DBU-Kartierungsprojekt

Das Projekt “Virgin and old growth forests in Romania“ hat zum Ziel, die Kartierung und Unterschutzstellung rumänischer Urwälder zu beschleunigen. Es wird finanziell von der Deutschen Bundesstiftung Umwelt (DBU) gefördert. Als Projektleiter fungiert Prof. Dr. Rainer Luick (Hochschule für Forstwirtschaft Rottenburg – HFR, Deutschland), Matthias Schickhofer koordiniert die Kartierungsteams und kümmert sich um die Kommunikation. Mehrere Teams rumänischer Wissenschaftler kartieren und dokumentieren in den  beiden Jahren 2017 und 2018 im Rahmen des Vorhabens Waldgebiete, die nach den nationalen Kriterien potentielle Urwaldschutzgebiete sind. Auf Grundlage der Studien wird es dann möglich sein, möglichst viele dieser letzten europäischen Urwälder langfristig zu sichern.

Ein Fokus in der Arbeit im Jahr 2017 waren Waldgebiete in den südlichen Fagarascher Alpen. Während in den Hochlagen der Gebirge schon seit sehr langer Zeit oft eine traditionelle Weidewirtschaft betrieben wird, wurden die steilen Täler kaum oder gar nicht erschlossen. Dort sind an beiden Hangflanken und auch entlang der Flüsse großflächige Wald- Wildnisgbiete erhalten geblieben. Besonders spektakulär sind die Wildnistäler Boia Mica und Laitei. Leider sind diese herausragenden Urwaldgebiete – wie viele andere auch – derzeit nicht wirksam geschützt. Holzeinschlag, der in Rumänien oft in Form großflächiger Kahlschläge erfolgt, könnten jederzeit stattfinden.

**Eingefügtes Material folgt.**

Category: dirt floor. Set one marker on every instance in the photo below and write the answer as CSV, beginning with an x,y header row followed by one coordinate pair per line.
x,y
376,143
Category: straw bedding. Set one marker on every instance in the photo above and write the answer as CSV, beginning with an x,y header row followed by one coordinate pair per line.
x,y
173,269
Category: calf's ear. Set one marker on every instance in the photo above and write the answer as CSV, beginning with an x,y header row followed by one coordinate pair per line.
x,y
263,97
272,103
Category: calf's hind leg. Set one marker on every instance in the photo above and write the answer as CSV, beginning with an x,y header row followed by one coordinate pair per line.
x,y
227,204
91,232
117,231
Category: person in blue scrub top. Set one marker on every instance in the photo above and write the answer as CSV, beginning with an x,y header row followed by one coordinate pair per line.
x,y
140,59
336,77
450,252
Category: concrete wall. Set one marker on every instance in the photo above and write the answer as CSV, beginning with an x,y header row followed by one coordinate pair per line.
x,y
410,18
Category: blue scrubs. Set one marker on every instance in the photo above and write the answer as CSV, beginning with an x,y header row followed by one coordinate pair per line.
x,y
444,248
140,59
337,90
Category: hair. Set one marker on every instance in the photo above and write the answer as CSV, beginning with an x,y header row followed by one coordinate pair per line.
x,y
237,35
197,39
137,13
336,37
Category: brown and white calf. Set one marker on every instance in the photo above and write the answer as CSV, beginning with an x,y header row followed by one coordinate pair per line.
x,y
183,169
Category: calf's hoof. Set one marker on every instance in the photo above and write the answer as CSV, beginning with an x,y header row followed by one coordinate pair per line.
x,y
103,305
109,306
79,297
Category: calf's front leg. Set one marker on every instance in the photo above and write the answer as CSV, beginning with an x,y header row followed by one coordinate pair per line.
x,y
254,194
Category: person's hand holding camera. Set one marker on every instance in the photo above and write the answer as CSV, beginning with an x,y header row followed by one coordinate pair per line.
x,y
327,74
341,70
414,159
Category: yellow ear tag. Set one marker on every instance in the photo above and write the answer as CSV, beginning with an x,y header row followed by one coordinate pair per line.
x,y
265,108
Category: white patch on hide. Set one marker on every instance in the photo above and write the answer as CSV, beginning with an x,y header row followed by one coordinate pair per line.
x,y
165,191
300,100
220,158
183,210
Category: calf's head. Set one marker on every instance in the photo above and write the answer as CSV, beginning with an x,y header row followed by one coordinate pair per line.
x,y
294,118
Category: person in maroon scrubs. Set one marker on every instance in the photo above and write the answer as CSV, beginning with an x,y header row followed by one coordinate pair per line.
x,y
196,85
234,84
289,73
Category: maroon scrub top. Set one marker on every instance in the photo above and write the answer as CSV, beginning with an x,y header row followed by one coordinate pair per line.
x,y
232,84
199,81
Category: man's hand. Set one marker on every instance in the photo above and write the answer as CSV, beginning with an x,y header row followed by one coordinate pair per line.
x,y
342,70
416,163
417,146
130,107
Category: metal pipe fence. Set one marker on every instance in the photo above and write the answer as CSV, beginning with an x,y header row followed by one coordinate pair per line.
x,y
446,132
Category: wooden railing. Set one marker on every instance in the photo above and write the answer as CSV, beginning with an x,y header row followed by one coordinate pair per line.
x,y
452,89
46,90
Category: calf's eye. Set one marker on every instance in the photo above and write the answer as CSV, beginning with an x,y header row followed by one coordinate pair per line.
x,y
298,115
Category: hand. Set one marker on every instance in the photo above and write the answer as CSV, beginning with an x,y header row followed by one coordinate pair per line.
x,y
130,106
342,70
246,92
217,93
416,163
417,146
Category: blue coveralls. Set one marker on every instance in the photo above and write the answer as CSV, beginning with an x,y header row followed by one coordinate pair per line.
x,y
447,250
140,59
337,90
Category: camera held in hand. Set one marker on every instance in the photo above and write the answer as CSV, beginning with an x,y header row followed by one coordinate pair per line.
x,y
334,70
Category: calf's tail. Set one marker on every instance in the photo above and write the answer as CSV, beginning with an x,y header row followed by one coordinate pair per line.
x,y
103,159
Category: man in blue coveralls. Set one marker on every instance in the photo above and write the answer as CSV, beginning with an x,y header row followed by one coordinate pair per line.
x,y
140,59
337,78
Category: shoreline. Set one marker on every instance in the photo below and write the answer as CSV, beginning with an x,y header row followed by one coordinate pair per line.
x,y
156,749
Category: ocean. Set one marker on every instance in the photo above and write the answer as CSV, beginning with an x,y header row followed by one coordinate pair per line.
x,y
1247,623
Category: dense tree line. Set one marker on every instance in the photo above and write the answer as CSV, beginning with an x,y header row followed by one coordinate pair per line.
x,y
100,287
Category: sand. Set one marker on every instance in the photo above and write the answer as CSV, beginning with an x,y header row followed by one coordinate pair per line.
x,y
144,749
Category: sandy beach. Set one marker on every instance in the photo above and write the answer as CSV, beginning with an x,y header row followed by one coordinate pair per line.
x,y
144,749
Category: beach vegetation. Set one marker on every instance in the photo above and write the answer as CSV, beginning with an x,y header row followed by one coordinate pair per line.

Weitere Schwerpunktgebiete des rumänischen Partners des DBU-Projektes sind Urwälder in Poiana Rusca, Neamt, Bacau, Covasna, im Cerna-Tal und  in den Vulcan-Bergen.  Gutachten, die im Rahmen des Projektes erstellt werden, sollen nun den Weg zu einer Unterschutzstellung ebnen.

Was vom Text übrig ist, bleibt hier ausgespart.